“Remove yourself, physically. Change time zones and continents or lock yourself away in your bedroom or do anything that will limit your contact with the person you usually pass hours, days, weeks with. Do it because you have to, because today you need to see something new or today you need to see no one. Isolate yourself until you’re lonely and not just alone, until you can’t stand to stay away any longer, until you begin to wonder why you holed up in this jail cell in the first place. Everything, everywhere will feel like a jail cell.

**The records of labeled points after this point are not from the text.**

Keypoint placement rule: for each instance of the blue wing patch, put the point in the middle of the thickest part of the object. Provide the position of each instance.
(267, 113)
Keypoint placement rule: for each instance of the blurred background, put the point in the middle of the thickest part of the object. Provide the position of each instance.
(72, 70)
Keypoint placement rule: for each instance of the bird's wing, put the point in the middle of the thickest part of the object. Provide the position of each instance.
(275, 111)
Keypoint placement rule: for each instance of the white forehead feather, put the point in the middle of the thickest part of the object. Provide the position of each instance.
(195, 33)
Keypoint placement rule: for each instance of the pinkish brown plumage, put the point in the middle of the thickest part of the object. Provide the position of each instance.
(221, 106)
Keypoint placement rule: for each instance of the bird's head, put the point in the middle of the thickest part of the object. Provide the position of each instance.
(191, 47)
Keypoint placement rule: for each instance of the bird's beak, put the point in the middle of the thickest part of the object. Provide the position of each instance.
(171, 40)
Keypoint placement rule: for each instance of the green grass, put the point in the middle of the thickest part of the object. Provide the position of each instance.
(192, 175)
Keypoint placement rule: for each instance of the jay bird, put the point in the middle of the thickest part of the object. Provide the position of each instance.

Or remove yourself, mentally. Challenge the distance between your two minds; pick an empty argument so that its frayed resolution can loom in the void you’ve created. Harp on the memory of particular days, days that seem ancient now, days you spent together like that Indian summer when you took an hours-long drive and the people and things inside of the car glowed like trophies trapped in a permanent golden hour. Remember the things you said to each other on that car ride, remember the night that followed it and miss that person. Where did that person go?
Take inventory of your life and note what’s gone missing. The easy company. The long talks. The unblinking, all-knowing eye contact. These are things you now know exist but had never taken special notice of before. Now they’re showing up to take you to task, to make you acknowledge how rare it is to find them in someone else. Here they are, these objects of joy, obvious as ever now that they’re out of reach, now that they’re being withheld.

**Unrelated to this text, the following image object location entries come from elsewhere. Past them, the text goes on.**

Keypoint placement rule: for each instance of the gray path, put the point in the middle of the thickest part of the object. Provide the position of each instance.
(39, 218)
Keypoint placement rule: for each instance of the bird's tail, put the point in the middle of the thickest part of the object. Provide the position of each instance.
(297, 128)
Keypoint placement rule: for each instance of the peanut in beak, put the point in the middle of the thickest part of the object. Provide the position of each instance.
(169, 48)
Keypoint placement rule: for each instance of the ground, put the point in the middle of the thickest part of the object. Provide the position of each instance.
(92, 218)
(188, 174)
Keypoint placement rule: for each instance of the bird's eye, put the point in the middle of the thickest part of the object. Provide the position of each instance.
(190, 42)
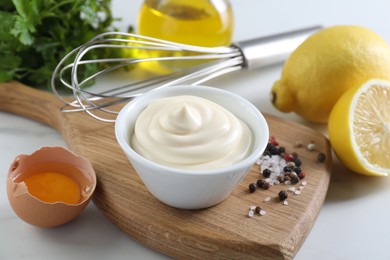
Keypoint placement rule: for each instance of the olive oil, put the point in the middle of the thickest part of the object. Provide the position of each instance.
(196, 22)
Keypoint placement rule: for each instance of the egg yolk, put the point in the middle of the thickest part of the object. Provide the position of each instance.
(53, 187)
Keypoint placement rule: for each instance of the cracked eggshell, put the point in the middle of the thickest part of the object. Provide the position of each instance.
(49, 159)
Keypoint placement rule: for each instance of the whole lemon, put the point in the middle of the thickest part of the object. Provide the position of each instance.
(327, 64)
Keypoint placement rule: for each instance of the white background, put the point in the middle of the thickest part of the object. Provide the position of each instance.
(354, 221)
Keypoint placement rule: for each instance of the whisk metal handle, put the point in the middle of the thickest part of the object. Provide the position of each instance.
(274, 49)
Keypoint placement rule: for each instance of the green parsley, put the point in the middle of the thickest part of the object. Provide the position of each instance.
(36, 34)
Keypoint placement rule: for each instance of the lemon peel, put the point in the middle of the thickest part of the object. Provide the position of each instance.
(359, 128)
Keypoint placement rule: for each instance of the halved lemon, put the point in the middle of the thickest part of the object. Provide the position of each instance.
(359, 128)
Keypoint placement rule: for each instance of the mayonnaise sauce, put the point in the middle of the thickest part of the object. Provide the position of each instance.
(190, 132)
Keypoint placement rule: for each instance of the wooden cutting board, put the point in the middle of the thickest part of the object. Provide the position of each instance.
(224, 231)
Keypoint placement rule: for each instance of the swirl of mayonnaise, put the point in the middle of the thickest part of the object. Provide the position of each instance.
(190, 132)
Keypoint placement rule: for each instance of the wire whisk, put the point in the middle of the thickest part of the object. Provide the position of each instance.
(150, 63)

Try to regain what you’ve lost but have trouble expressing yourself. Choose all the wrong words; speak your own limited language. You’ll mean to say, “I’m keeping busy,“ or “How was your day?” or “I’ve been reading this fantastic book you’d like; you should borrow it,” but all of the sentiments just spill out of your mouth as “I miss you.” Every gap in conversation caulked with “I miss you.” You’ll momentarily question where all of your other thoughts went, you had them five minutes ago but these three words are all you can manage to articulate.
Miss someone until they come back, or until you come back, until their absence in your life becomes something to be avoided at all costs. Miss them until you don’t have to anymore, until you’re reunited in your favorite booth in your favorite restaurant ordering your favorite meal, miss them until it feels like you never left. Or miss them until you can’t anymore, until the things you miss are identified and cataloged as things and not a person, until you figure out that easy company and long talks and unblinking, all-knowing eye contact will find you again the way they found you the first time. Miss someone until you don’t."